Some initial thoughts on the Vieth case

When the Supreme Court decided to hear Vieth v. Jubelirer, it was unclear why they took the case. After all, in the 1986 Davis v. Bandemer case, the Court had held claims of partisan gerrymandering were justiciable (i.e., could be heard by courts), but the Court did not come up with a standard that had any teeth. Most lower courts applied the test of the Bandember plurality, which required showing that a political party had been essentially shut out of the political process by redistricting. Under that standard, lower courts (with a single outlier discussed in the Vieth plurality opinion) never found an unconstitutional partisan gerrymander.
So it was unclear if the Court took the case to give the Bandemer test some teeth or to reverse its justiciability holding.
It turns out there are now four votes to give Bandemer some teeth (Stevens, Souter, Ginsburg and Breyer)—though there are three different opinions on how to do so—and four votes for nonjusticiabilty.
So the crucial vote is Justice Kennedy’s vote. Justice Kennedy’s opinion is not very clear, but here is what is clear from what he says:
(1) He agrees with the plurality that the Bandemer test is unworkable, as is the test proposed by the Pennsylvania plaintiffs as well as the three alternative tests proposed by the dissenting Justices. (See Kennedy slip op at 3.)
(2) He disagrees with the plurality that these cases should now be declared non-justiciable, while acknowledging that “those arguments may prevail in the long run.” (Kennedy slip op at 4.)
(3) He suggests that there is something “not permissible” (p. 11) about partisan gerrymandering, believes the “standard” to be applied is “the Fourteenth Amendment standard,” and he awaits the development of a “subsidiary standard [[that] could show how an otherwise permissible classification, as applied, burdened representational rights.” (p. 9.)
(4) Kennedy offers two hints toward showing such a standard. First, it might be helpful to see “discussions on principles of fair districting discussed in the annals of parliamentary or legislative bodies.” (p. 3.) Second, an argument for finding a rights violation might better be found in the First Amendment rather than the 14th amendment: “If a court were to find that a State did impose burdens and restrictions on groups or persons by reason of their views, there would likely be a First Amendment violation, unless the state shows some compelling interest.” But, right after this statement, he adds: “Of couse, all this depends first on courts’ having available a manageable standard by which to measure the effect of the apportionment and so to conclude that the State did impose a burden or restriction on the rights of party’s voters.” Given that last sentence, it is hard to see what is gained by the shift to the First Amendment.

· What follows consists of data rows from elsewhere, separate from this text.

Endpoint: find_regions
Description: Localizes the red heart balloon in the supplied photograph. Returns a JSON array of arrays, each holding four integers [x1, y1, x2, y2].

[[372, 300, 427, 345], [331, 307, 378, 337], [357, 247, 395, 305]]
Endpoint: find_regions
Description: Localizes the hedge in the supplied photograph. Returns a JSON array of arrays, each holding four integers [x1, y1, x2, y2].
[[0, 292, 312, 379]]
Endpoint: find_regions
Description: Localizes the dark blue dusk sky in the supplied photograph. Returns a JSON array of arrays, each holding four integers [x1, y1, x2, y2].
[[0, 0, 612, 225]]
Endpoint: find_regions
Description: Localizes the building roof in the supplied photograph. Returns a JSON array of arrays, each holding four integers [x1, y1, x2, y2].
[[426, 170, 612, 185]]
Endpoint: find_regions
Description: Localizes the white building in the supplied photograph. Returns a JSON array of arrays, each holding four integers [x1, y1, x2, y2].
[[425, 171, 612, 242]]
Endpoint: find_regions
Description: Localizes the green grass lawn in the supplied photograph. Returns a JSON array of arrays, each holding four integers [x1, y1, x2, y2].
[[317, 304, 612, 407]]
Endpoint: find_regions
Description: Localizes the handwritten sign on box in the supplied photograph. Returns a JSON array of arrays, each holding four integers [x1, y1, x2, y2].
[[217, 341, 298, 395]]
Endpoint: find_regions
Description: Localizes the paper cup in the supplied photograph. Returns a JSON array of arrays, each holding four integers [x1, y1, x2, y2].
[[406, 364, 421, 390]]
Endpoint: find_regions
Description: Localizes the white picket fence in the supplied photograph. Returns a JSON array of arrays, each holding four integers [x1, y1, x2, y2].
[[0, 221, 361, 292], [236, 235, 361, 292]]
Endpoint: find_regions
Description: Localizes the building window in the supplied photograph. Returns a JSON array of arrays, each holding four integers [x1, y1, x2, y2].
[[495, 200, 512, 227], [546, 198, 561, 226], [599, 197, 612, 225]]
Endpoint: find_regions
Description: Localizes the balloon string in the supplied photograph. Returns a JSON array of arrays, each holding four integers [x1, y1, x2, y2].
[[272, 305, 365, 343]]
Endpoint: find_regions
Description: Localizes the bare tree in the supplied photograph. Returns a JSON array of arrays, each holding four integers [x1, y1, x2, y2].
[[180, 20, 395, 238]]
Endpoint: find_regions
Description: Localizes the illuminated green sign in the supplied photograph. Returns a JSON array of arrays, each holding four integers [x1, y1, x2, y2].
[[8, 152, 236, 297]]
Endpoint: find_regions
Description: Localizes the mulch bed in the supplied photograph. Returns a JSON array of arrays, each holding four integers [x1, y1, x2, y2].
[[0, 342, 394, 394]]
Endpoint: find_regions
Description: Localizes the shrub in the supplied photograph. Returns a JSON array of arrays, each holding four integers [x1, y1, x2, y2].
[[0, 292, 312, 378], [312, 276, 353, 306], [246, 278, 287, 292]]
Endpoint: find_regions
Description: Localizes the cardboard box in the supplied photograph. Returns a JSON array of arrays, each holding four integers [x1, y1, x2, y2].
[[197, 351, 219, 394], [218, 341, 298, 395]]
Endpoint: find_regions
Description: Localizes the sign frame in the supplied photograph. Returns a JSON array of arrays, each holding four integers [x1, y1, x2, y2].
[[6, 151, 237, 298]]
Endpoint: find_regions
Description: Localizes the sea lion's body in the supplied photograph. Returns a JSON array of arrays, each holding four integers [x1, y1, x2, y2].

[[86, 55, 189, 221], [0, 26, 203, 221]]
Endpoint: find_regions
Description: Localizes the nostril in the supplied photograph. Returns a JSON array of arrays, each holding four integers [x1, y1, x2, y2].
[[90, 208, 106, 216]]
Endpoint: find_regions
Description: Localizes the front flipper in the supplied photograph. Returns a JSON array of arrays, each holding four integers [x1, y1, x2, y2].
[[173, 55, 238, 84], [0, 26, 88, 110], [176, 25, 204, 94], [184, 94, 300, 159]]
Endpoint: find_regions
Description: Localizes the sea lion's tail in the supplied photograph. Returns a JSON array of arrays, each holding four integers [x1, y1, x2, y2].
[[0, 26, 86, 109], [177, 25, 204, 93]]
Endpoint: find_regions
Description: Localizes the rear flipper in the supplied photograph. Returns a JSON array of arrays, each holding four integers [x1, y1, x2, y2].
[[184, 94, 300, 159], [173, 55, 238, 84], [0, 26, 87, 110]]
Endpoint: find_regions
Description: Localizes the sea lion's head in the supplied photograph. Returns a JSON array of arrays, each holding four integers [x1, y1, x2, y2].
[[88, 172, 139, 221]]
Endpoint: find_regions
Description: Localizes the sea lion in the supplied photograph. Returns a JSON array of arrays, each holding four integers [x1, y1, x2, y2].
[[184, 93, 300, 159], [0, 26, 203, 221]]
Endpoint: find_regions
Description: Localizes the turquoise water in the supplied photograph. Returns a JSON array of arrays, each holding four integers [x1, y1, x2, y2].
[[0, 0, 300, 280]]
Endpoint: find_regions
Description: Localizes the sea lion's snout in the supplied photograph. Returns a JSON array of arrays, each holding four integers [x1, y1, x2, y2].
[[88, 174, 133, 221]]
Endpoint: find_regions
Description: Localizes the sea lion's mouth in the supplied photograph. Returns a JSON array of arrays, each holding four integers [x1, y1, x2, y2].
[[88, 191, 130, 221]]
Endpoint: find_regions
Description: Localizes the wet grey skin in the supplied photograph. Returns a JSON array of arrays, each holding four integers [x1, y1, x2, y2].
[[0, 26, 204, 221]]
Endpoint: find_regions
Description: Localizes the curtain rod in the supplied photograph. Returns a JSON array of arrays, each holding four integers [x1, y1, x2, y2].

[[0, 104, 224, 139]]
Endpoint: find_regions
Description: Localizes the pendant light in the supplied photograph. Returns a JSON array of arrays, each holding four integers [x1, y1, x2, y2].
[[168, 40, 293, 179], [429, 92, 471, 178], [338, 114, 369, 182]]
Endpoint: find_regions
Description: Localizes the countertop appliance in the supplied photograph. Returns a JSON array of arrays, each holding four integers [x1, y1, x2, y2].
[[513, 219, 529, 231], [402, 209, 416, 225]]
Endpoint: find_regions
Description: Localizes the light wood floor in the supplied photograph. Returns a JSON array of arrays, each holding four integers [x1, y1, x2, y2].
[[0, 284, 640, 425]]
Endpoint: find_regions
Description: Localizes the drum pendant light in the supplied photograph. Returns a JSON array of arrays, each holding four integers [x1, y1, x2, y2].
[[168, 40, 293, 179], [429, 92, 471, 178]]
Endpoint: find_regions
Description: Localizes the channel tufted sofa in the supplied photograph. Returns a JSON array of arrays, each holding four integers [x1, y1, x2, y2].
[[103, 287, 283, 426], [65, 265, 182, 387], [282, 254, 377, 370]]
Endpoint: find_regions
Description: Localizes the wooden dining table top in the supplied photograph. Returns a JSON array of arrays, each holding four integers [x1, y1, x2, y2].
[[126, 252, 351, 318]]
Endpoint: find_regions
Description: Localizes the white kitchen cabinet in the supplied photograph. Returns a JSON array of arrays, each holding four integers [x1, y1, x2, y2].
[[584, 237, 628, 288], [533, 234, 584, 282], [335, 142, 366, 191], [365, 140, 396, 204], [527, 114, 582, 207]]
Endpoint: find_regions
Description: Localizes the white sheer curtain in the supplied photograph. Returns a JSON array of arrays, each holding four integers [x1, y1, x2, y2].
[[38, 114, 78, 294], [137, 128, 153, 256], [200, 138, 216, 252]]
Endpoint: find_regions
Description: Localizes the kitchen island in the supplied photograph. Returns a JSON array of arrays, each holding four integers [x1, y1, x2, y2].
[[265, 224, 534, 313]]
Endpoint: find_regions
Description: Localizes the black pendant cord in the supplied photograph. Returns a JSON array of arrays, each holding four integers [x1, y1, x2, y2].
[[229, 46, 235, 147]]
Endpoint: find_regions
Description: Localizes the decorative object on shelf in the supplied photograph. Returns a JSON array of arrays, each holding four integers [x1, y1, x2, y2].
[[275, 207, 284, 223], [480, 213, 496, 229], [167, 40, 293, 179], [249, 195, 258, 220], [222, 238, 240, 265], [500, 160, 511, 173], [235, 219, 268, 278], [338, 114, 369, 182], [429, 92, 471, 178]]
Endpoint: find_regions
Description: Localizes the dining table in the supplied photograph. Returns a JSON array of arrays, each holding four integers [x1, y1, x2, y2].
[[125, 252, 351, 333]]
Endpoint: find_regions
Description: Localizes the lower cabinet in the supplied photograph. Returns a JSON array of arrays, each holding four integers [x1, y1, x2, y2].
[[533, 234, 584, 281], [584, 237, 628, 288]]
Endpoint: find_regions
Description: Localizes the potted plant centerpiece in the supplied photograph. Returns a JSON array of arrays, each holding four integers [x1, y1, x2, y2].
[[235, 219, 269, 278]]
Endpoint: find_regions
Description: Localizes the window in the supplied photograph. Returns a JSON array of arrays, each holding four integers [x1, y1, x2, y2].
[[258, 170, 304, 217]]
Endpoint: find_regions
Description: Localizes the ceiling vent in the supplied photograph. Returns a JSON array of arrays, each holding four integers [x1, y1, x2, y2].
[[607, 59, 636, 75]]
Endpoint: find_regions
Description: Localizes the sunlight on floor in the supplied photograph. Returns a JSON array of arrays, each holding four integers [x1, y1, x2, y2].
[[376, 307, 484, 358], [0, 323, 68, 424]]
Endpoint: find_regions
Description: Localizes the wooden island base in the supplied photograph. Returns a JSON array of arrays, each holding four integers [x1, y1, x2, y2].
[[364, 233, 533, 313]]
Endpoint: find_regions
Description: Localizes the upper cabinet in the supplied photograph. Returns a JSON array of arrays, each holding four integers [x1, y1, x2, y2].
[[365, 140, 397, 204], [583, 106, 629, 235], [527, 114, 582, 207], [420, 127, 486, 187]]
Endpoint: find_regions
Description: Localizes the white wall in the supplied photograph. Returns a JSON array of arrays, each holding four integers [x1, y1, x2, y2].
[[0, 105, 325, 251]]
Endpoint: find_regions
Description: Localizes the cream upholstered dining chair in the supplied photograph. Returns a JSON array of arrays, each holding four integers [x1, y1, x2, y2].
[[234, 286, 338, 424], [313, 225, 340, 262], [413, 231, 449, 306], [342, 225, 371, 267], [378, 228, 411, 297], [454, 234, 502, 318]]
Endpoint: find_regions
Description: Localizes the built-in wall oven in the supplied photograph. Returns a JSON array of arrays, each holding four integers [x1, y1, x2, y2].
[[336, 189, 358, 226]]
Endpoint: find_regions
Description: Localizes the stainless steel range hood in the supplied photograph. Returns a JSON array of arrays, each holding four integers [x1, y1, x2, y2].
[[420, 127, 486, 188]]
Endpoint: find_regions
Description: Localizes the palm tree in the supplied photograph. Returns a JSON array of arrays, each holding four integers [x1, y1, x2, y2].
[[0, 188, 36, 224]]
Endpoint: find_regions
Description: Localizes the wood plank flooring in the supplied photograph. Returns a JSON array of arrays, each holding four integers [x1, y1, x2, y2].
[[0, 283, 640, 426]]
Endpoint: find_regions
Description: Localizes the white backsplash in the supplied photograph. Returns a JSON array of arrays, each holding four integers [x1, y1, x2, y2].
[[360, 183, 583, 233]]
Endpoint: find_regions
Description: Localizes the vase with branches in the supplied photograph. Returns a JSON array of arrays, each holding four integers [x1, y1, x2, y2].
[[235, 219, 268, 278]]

(5) So is the plurality right that lower courts “must treat [Justice Kennedy’s vote] as a reluctant fifth vote against justiciability at district and statewide levels–a vote that may change in some future case but that holds, for the time being that this matter is nonjusticiable.”? I think this overstates it a bit. I think plaintiffs raising partisan gerrymandering claims now will need to come up with some theory of partisan fairness based in the First Amendment and in historical practice, and argue that the standard is both different from the standards rejected in Vieth and also sufficiently manageable to separate fair from unfair plans. No doubt, most, if not all, of those attempts will fail, but the Supreme Court remains open for a new argument, particularly, I would think, in the case of more egregious partisan behavior than we have thus far seen.
Note: In my original post, I had referred to the plurality opinion as the “majority” opinion a few times. I have now corrected that. Thanks to Trevor Potter for noticing the problem.